The Commodity Futures Trading Commission (CFTC), accused by a top broker in off-exchange financial derivatives of wanting to regulate the world, said on Tuesday new rules will inevitably reach beyond its borders to police the $460 trillion market.
Regulators across the globe face an end of year deadline to turn pledges made by leaders of the G20 group of the world's biggest economies to regulate the market, which is dominated by about 15 major banks such as Goldman Sachs, Deutsche Bank and Morgan Stanley who mostly trade in London and New York.
Under the proposed new rules banks and other users of these derivatives like credit default swaps and interest rate swaps will have to trade on an electronic platform, and clear and report the trades to make markets more transparent and contain risks.

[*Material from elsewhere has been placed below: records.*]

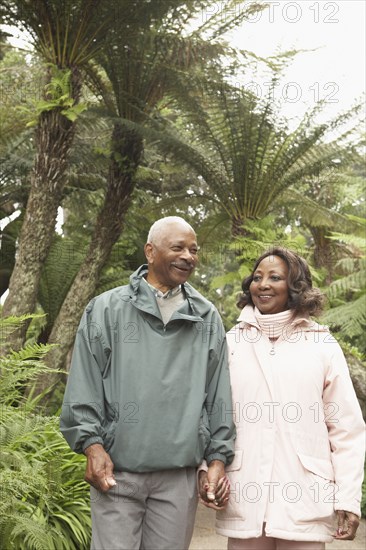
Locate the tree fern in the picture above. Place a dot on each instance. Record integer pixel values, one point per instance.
(44, 503)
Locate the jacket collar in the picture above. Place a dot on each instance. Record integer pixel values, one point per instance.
(195, 306)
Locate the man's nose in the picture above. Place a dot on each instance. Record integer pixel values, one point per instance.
(186, 255)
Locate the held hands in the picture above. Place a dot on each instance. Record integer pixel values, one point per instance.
(347, 525)
(99, 468)
(214, 486)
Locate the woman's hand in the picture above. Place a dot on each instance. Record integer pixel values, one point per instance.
(347, 525)
(221, 491)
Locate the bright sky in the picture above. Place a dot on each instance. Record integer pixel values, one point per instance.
(334, 72)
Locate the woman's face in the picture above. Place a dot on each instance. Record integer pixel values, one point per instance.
(269, 288)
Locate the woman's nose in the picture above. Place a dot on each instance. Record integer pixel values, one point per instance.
(264, 283)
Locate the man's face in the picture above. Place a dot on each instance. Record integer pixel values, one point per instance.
(173, 256)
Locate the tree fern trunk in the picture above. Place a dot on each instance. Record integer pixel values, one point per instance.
(127, 150)
(54, 136)
(324, 252)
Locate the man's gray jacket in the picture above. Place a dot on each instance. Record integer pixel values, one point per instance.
(155, 396)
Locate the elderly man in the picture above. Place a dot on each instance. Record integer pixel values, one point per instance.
(148, 397)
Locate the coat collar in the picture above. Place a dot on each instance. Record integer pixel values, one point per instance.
(303, 322)
(196, 306)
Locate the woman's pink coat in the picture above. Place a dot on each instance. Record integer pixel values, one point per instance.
(300, 434)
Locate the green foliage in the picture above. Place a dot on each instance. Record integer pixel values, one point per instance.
(347, 293)
(44, 502)
(58, 96)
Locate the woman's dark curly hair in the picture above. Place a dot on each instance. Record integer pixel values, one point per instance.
(303, 298)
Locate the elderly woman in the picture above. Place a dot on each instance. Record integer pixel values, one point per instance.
(298, 464)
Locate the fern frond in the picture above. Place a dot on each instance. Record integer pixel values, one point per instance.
(350, 318)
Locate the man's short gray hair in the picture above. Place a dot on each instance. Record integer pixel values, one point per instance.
(157, 227)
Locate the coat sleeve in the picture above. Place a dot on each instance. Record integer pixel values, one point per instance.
(346, 431)
(219, 403)
(83, 410)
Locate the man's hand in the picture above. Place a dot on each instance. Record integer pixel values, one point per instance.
(347, 525)
(214, 486)
(99, 468)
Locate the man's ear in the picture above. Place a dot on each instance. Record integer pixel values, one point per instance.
(148, 249)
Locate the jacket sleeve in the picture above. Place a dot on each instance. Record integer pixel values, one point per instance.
(83, 408)
(219, 403)
(346, 431)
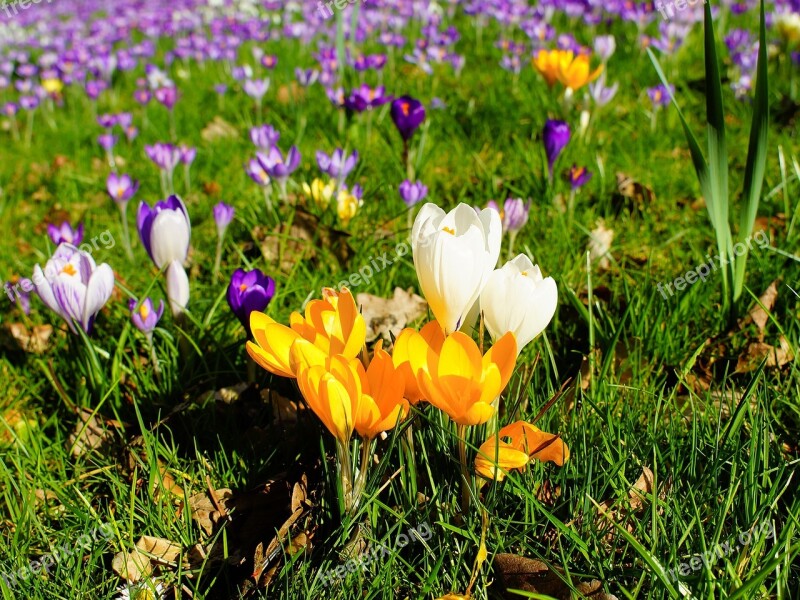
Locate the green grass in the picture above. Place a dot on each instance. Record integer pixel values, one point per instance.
(724, 459)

Last week CFTC chairman Gary Gensler said London was a light-touch regulatory "loophole" being exploited by U.S. banks to conduct off-exchange derivative trades and it needed closing with rules from the United States so that taxpayers won't be asked to bail out a U.S. firm that fails there.
His comments raised hackles in Europe where the industry is worried about having to comply with both EU and U.S. rules.
But Ananda Radhakrishnan, the CFTC's director of clearing and risk, told the IDX derivatives conference in London on Tuesday the U.S. Dodd-Frank reform of Wall Street forces it to have regard to overseas markets that have an impact on the United States.